Like Hookergate, Contragate and even Fajitagate before it, Climategate is a product of a nearly 40-year old scandal-naming convention that is in no danger of becoming obsolete.
Climategate. It was only a matter of hours after an unknown hacker distributed emails stolen from a server used by the Climatic Research Unit at the the University of East Anglia in Norwich, England, that the scandal's predictable moniker began popping into the heads of writers, editors and media strategists, and onto the pages of the blogs, newspapers and talking points they produce.
The formulaic naming convention of adding a -gate to the end of an important person, place or thing in the scandal has became so commonplace it was named and defined in 1978 by journalist and political writer William Safire in his Safire's Political Dictionary. Safire called the practice "-gate construction" who admitted that he was just as culpable as the next reporter for perpetuating the practice by referring to a 1976 scandal as Koreagate.
But we haven't always had the handy naming convention, and we owe it all to the events that took place on June 17, 1972 (which is coincidentally my birthday). Watergate is a name that was simply built for scandal. The very construction of the word allows it to be easily customized to fit nearly any scenario. And it also has the unique ability to transcend language differences.

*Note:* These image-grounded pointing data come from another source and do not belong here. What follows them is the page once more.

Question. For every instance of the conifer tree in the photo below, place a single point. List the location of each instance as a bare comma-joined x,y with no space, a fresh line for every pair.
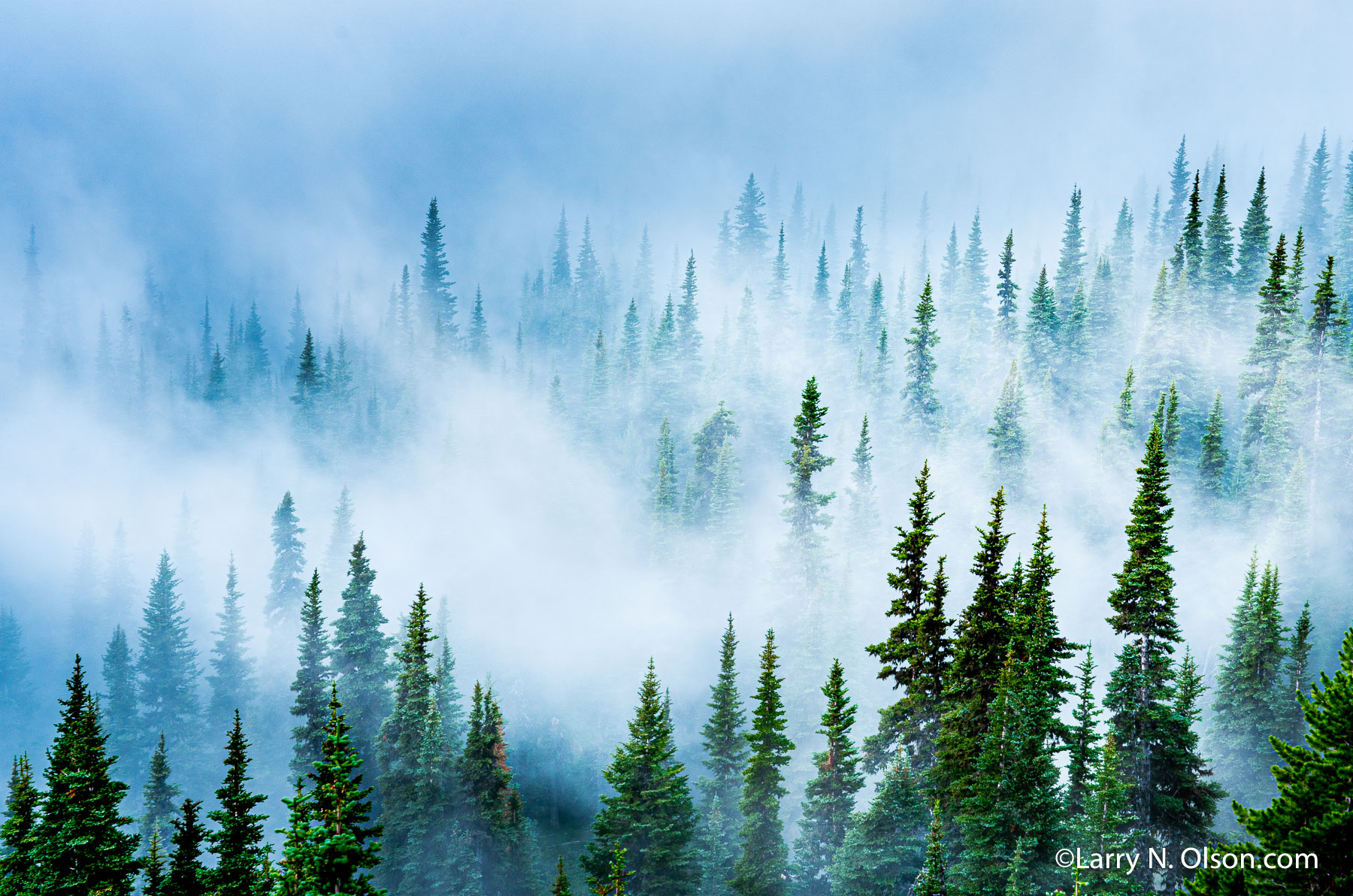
1253,248
310,684
918,651
167,667
1312,813
17,831
1041,328
118,706
286,586
881,853
980,644
186,873
233,689
79,846
651,815
830,798
1009,444
360,655
764,865
238,840
804,504
1007,299
157,798
919,393
1070,265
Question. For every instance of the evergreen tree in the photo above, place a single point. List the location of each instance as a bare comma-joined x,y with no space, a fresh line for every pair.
286,586
360,655
764,865
17,831
167,667
804,504
881,852
186,873
649,815
157,798
919,394
980,644
79,846
1312,813
1009,444
1007,299
238,840
1070,265
1255,245
233,688
918,651
313,676
830,798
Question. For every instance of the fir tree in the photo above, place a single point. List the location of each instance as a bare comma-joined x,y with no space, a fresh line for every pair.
157,798
360,655
764,865
238,840
803,502
286,586
881,853
233,688
1009,444
830,796
919,394
313,676
1007,299
167,667
79,848
649,815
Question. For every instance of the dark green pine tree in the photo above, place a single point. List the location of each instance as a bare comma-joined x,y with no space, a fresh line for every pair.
286,586
437,301
1009,443
79,846
233,689
1298,677
830,798
360,655
1312,814
344,841
238,840
651,815
167,669
17,833
186,873
805,549
724,740
762,869
1007,295
1041,328
426,848
1253,248
1252,689
919,393
1219,253
884,848
159,798
981,640
310,378
1084,752
310,684
1070,265
118,704
1214,458
934,876
918,651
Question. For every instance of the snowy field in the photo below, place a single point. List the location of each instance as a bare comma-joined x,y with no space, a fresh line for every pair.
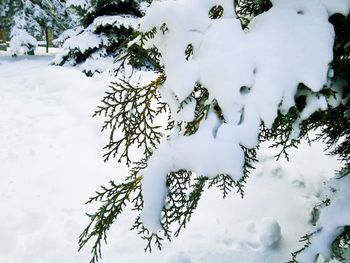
50,163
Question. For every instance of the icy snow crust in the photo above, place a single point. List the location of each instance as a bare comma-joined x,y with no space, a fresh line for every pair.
252,75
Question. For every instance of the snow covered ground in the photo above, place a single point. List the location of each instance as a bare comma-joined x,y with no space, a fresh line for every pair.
50,163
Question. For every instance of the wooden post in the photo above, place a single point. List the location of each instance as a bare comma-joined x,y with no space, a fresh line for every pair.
47,39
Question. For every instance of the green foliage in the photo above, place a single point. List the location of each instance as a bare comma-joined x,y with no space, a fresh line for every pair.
130,111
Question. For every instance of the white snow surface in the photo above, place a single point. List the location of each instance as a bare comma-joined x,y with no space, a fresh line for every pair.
50,163
252,75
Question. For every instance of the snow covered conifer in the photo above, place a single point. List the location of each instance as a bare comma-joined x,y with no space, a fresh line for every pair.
30,21
228,77
104,26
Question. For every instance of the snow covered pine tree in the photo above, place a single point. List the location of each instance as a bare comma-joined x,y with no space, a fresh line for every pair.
228,76
31,21
104,26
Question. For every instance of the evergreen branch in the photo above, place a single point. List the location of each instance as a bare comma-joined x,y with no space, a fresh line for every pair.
130,109
113,200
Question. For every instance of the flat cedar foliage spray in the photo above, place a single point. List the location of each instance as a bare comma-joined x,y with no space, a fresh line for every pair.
133,108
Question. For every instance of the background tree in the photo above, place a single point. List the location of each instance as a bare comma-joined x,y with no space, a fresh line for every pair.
104,26
30,21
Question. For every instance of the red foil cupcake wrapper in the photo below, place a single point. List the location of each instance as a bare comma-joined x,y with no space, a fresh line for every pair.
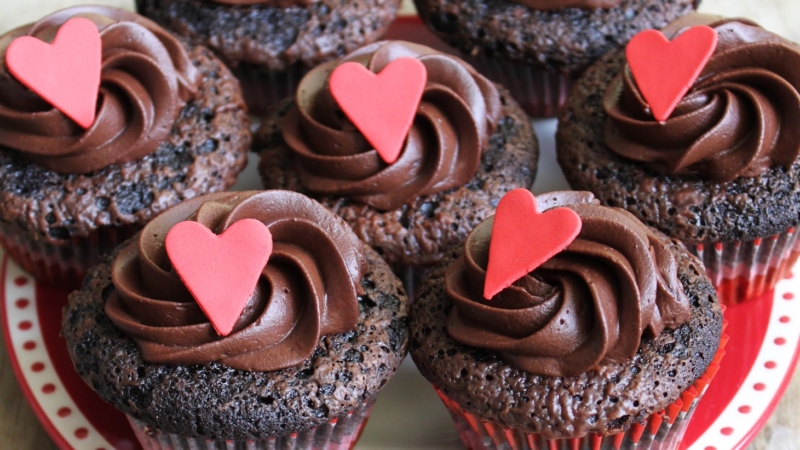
541,93
62,266
661,431
745,270
263,90
341,433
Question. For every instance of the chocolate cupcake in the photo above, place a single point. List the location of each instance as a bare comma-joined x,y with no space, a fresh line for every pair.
720,173
469,143
537,47
170,124
272,43
607,344
322,332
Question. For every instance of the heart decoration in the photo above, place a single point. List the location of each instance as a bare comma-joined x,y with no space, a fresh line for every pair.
65,73
665,71
221,272
381,106
523,239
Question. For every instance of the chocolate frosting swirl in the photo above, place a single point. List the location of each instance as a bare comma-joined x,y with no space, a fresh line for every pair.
544,5
738,119
146,78
588,305
308,289
457,115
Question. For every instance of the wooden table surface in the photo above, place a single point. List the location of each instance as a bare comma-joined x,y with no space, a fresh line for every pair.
19,428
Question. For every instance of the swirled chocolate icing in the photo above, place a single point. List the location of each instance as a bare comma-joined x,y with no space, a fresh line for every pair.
588,305
308,289
457,115
146,78
558,4
738,119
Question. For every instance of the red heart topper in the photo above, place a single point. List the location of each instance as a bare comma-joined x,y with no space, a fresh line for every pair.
665,71
381,106
523,239
65,73
221,272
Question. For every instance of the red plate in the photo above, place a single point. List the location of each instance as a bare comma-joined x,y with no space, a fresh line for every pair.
761,356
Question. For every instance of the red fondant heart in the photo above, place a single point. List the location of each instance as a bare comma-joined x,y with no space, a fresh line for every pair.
664,71
523,238
221,271
65,73
381,106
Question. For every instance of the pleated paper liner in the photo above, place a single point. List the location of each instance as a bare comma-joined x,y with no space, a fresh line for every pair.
661,431
341,433
541,93
262,90
744,270
62,266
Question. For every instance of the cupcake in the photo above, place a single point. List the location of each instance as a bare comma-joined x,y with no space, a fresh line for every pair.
467,143
272,43
607,343
720,172
169,124
537,47
322,328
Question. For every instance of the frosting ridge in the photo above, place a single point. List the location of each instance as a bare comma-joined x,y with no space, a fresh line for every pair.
455,119
588,305
146,78
738,119
308,289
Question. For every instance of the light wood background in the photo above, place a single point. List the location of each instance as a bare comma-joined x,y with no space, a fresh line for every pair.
19,429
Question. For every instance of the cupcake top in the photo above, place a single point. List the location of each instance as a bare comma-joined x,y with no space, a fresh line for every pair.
558,4
278,3
146,79
588,305
456,116
737,119
614,327
309,287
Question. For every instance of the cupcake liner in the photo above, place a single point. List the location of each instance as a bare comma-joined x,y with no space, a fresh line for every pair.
660,431
341,433
264,89
541,93
745,270
62,266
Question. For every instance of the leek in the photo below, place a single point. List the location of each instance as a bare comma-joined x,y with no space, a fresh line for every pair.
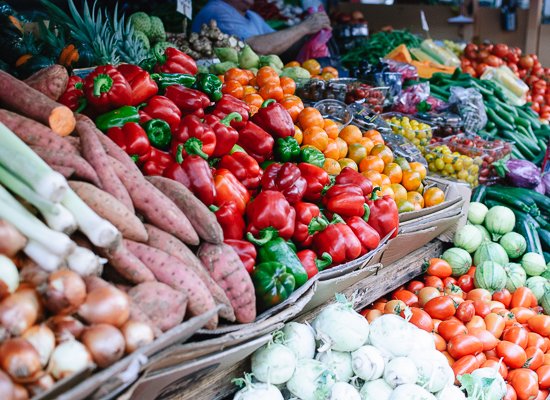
16,156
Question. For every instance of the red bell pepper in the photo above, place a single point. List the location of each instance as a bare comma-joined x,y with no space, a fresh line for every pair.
339,241
245,168
256,142
193,136
73,97
226,135
308,221
143,86
187,100
246,252
346,200
274,119
229,189
230,219
174,61
161,107
312,264
271,209
384,216
349,175
132,139
229,104
367,235
285,178
157,162
317,180
106,89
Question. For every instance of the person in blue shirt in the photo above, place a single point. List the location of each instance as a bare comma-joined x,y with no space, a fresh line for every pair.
234,17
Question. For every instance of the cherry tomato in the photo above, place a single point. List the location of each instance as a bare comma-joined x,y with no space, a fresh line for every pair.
463,345
441,307
466,311
514,356
439,267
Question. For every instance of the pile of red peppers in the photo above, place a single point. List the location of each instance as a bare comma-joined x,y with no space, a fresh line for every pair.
287,221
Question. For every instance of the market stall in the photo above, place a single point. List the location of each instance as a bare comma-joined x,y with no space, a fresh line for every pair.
179,210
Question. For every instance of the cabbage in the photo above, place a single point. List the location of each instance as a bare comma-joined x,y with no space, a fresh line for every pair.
514,244
489,251
533,264
499,220
468,238
477,212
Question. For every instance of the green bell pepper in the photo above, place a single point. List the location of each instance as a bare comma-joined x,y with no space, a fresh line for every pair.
274,283
274,248
159,134
312,156
209,84
287,149
117,118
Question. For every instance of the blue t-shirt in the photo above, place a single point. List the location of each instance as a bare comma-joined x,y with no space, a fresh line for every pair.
230,21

Watergate. Everyone knows it as the name of the scandal that rocked the Nixon administration in 1972. Named after the Watergate Hotel and Complex in Washington, D.C. where five men with ties the Committee to Re-Elect the President (Nixon) were arrested for breaking into the Democratic National Committee headquarters, Watergate quickly became synonymous with scandal — both political and otherwise.
After Watergate, a scandal in France dealing with the fraudulent mis-labeling of Bordeaux wines was quickly dubbed the Winegate affair by French papers. After the initial copy-cat, the floodgates officially opened and the long affair with slapping a -gate onto the name of an important player or some word(s) related to a given scandal had begun.
Amazingly, there are well over two hundred scandals with the -gate suffix. And while Wikipedia lists 221 or so "widely recognized scandals", there are more than a few you have probably forgotten about (or, more likely, never heard of).
Other than being President Jimmy Carter's brother, you may have only known his brother Bill Carter for his short-lived Billy Beer, but the affable brother to the President was also at the center of the aptly-named Billygate, when he was hired by the Libyan government as a foreign agent.
Of course there were the 3 Troopergate scandals, the most recent of which involved Alaska Governor and former Republican vice-presidential candidate Sarah Palin. And some of you may remember Travelgate, the 1993 firings of White House Travel Office employees at the start of the Clinton administration.
But it didn't take long for the -gate suffix to spill out of politics and into popular culture -- and into sports in particular.
There was the infamous Nipplegate affair when singer Justin Timberlake revealed more of Janet Jackson than anyone expected (except the two performers themselves) in what they later referred to as a "wardrobe malfunction" during the halftime show of Super Bowl XXXVIII. And who can forget Monkeygate - the controversy that resulted when Harbhajan Singh, the Indian off-spin bowler, allegedly called an Australian batsman a "monkey" during the controversial Sydney Test match in January 2008.
Finally, do you remember Chicanegate, when McLaren's Lewis Hamilton cut of the Bus Stop-chicane during a fight for race position with Ferrari's Kimi Räikkönen to win the 2008 Belgian Grand Prix? Of course you don't. In fact, perusing the list of 200+ "scandals" in the Wikipedia entry about the -gate suffix you might recognize only a handful. And it appears as though Americans are hardly the ones to blame for the practice. The Brits (and their Commonwealth brothers and sisters) absolutely love it.
So if you're tired of hearing about a different scandalgate every other week, I have some bad news for you. The practice doesn't appear to be waning. In the most recent edition of Safire's Political Dictionary, published shortly before the author's death in September of 2009, William Safire predicts, "The formulation with the -gate suffix is too useful to fade quickly."
And if you're tired of hearing about Climategate, I have even more bad news for you: the word Climategate outranked "global warming" in Google searches on Friday.